Can anyone advise me as to how I can make or purchase a sound hole cover for my Washburn Rover Travel Guitar? I have installed Washburn's "Romp" microphone pick up, which was specifically designed for the Rover (The installation is solid. I had my tech do the install). The problem is, because of the design of this small-bodied instrument, the feedback is immediate and can't really be resolved by re-positioning the proximity of the guitar and amp. I think a sound hole cover might be (part of) the solution. To make things even more "challenging", the Rover's sound hole is not round, but is oval-shaped. Do sound hole covers require "vent" holes? I've seen them both with and without. I'm not running the thing through a Marshall stack! I just wanted to put it through a tiny little Pignose. Any help would be greatly appreciated.

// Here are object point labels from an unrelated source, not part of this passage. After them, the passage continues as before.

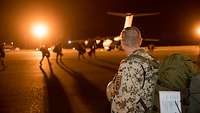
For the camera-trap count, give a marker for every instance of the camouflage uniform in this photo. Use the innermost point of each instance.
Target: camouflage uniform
(136, 79)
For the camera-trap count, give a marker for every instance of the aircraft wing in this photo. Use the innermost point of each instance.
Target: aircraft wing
(145, 14)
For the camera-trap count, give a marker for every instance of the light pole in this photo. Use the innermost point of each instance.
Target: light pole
(198, 33)
(40, 30)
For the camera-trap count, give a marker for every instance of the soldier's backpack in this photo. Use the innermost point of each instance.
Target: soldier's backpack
(175, 74)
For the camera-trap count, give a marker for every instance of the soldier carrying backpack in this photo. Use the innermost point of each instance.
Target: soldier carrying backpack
(178, 73)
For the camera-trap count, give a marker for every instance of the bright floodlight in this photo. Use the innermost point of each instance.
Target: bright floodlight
(40, 30)
(198, 31)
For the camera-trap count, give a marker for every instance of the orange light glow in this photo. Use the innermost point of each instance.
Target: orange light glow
(40, 30)
(198, 31)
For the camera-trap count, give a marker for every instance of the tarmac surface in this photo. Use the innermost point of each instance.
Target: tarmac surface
(71, 85)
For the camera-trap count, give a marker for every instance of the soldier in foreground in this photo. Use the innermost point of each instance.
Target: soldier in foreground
(131, 90)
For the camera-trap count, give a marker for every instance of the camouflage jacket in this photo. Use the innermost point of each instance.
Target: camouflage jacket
(135, 81)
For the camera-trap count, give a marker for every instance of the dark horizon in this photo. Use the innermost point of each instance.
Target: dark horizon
(72, 20)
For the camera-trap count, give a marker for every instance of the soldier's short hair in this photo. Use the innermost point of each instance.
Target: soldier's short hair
(131, 36)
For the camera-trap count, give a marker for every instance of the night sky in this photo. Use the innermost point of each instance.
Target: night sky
(83, 19)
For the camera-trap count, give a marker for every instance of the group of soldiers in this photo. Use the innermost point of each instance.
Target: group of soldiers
(81, 48)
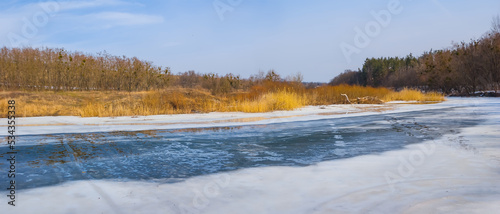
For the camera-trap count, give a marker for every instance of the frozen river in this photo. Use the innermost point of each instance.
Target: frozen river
(326, 164)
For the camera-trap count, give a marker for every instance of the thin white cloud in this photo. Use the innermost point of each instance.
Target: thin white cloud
(75, 5)
(124, 19)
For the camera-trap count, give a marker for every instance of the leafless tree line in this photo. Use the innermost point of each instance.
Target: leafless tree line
(463, 69)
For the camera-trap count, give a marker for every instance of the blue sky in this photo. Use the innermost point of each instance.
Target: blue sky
(244, 36)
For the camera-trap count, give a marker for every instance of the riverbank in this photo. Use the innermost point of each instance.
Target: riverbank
(457, 172)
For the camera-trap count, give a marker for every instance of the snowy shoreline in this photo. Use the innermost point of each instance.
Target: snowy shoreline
(73, 124)
(457, 173)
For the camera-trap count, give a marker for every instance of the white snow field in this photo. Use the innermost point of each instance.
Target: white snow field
(456, 173)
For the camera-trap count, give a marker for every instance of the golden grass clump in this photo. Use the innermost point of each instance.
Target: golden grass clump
(271, 101)
(413, 95)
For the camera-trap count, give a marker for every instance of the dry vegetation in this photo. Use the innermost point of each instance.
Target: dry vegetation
(54, 82)
(262, 98)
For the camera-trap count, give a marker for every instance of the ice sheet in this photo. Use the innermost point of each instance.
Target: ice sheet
(457, 173)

my school's yamaha has an oval shaped sound hole as well. i assume that you may have to just try to find one online or try to find one at a store.

another solution for feedback would be to reposition the amp behind you if possible.

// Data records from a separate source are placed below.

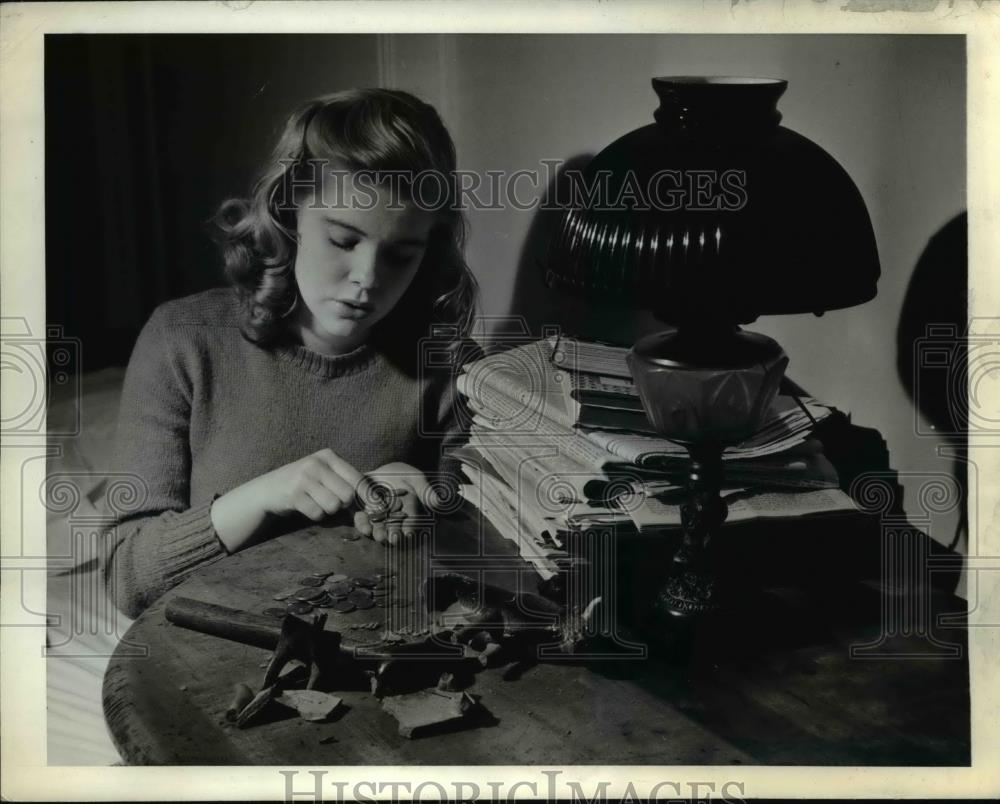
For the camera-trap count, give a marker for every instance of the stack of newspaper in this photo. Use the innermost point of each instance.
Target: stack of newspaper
(560, 444)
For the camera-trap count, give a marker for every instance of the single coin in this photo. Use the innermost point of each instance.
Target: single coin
(309, 594)
(361, 598)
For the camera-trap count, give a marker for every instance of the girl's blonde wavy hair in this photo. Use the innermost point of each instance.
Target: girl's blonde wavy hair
(359, 129)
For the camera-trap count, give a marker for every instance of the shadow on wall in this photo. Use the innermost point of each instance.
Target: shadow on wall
(540, 306)
(931, 351)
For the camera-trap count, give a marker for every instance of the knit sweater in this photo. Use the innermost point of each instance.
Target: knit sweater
(204, 410)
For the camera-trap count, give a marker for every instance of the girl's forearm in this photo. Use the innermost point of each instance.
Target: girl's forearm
(239, 518)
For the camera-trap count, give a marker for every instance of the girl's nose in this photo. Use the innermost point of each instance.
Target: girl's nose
(363, 267)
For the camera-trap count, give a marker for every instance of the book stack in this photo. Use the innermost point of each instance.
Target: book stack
(560, 444)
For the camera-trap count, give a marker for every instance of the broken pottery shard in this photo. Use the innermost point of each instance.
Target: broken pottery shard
(242, 695)
(310, 704)
(446, 682)
(487, 658)
(421, 710)
(252, 709)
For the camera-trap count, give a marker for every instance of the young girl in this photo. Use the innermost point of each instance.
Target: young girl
(246, 410)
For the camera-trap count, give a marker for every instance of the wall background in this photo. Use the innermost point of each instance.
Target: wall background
(146, 135)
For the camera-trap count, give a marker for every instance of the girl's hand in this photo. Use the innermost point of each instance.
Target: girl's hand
(407, 495)
(316, 486)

umm, soundhole covers dont always need vent holes. vent holes wont kill off as much feedback as completely closed off ones(obviously). their purpose is just to let you hear it a bit better if you arent plugged in so that you dont have to keep putting it in and taking it out.
Thanks for the advice, Captivate. I'm thinking that maybe I could just cut a piece of foam, make it approximately the right shape and a little oversized, and kind of just "squish" it into the sound hole. It'll probably look frightful but may cut down on some of the feedback. Maybe I could even glue something on the top of the foam so it wouldn't look so terrible. As far as amp positioning, I've tried everything short of placing the amp in the next room and closing the door. I have an acoustic/electric Oscar Schmidt Uke (obviously a small body like the Rover) that doesn't have any of the problems with feedback this little bugger does. I've even used the OS Uke on stage with no issues at all. What you say about holes in the sound hole cover makes good sense. They are there more for the player to hear than for any other reason. If you come up with any brainstorms, let me know. Just as a side note, I have many (some quite expensive) guitars and have NEVER had more fun with one than I have had for the last month with this Washburn Rover. It absolutely makes me smile just to hold it. The quality of construction is hard to believe and (IMHO) the sound is positively enchanting. I can practice in the car while waiting for doctor's appointments, while my wife shops for clothing, at lunch, literally anytime and anywhere. It's a great little guitar (even if I never get to plug it in).